Nuestra excursión fue más placentera. Empezó en la colonial y rosácea Zacatecas. Tres horas en coche por rectas infinitas que se perdían entre el calor del asfalto. Los bosques de cactus nos recordaban que estábamos en el norte, allí donde el desierto se apodera de todo y la vida apenas late en algunos ranchos sometidos a condiciones extremas.
De pronto, una cadena montañosa rompe la uniformidad del entorno. El asfalto se trasforma en empedrado y uno cree estar en un decorado de cine. Es de noche y la vida adquiere unos perfiles desdibujados y quietos. Sin embargo, la secuencia sufre una sacudida y el ejército nos devuelve abruptamente a la realidad. En el México del Bicentenario todos somos sospechosos de narcos, especialmente en plena noche, viajando por una carretera secundaria a bordo de un coche destartalado.
Todo era extraño en aquel paisaje remoto.

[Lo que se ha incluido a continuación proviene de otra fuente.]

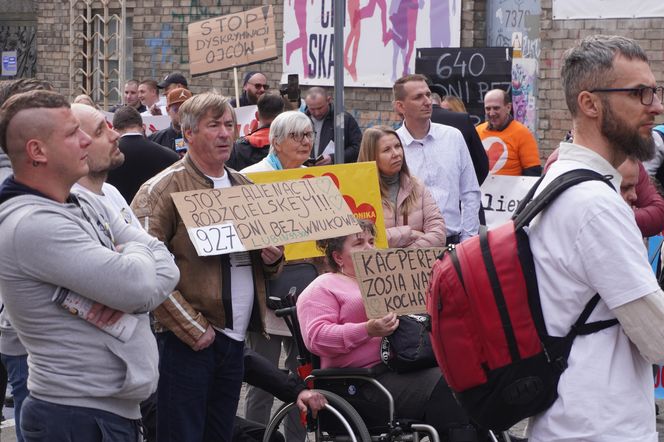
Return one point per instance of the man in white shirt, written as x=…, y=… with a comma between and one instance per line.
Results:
x=438, y=155
x=587, y=242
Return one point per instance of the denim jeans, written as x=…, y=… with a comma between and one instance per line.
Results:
x=17, y=372
x=48, y=422
x=198, y=390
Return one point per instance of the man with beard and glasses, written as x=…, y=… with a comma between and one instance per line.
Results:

Cuando empezábamos a temer que “Real de Catorce” sería una leyenda, un túnel de 2.300 metros excavado a pico y pala, nos depositó en el siglo XIX. Ahí se ha detenido el pueblo tras su abandono después de la revolución mexicana de 1910. El centenario túnel se llama “Ogarrio”, aldea cántabra donde nació el padre de la obra.
“Catorce” fue fundada por los españoles a mediados del siglo XVIII. En aquella época, bastaba un martillo para enriquecerse. La plata brillaba a ras de suelo. Al olor del metal, la zona se convirtió en un hervidero de buscavidas gobernados por la ley del más fuerte.
El inicio de la lucha independentista sumió a la región en una profunda crisis. La recuperación llegó en la segunda mitad del siglo XIX, edad de oro de “Real de Catorce”. Testigos de esos tiempos gloriosos son la plaza de toros, el palenque para peleas de gallos, la casa de la moneda y la iglesia del milagroso San Francisco de Asís. Pero la etapa de prosperidad fue corta. De la noche a la mañana, las montañas se vaciaron por la violencia revolucionaria y el desplome del precio de los metales.
Sólo hace unos años, el enclave empezó a recuperarse para el turismo y el cine. Lo que permanece en ruinas son muchas de sus casas, el pueblo fantasma o la multitud de minas abandonadas. Eso forma parte de la postal sepia que ya ha pasado a la posteridad.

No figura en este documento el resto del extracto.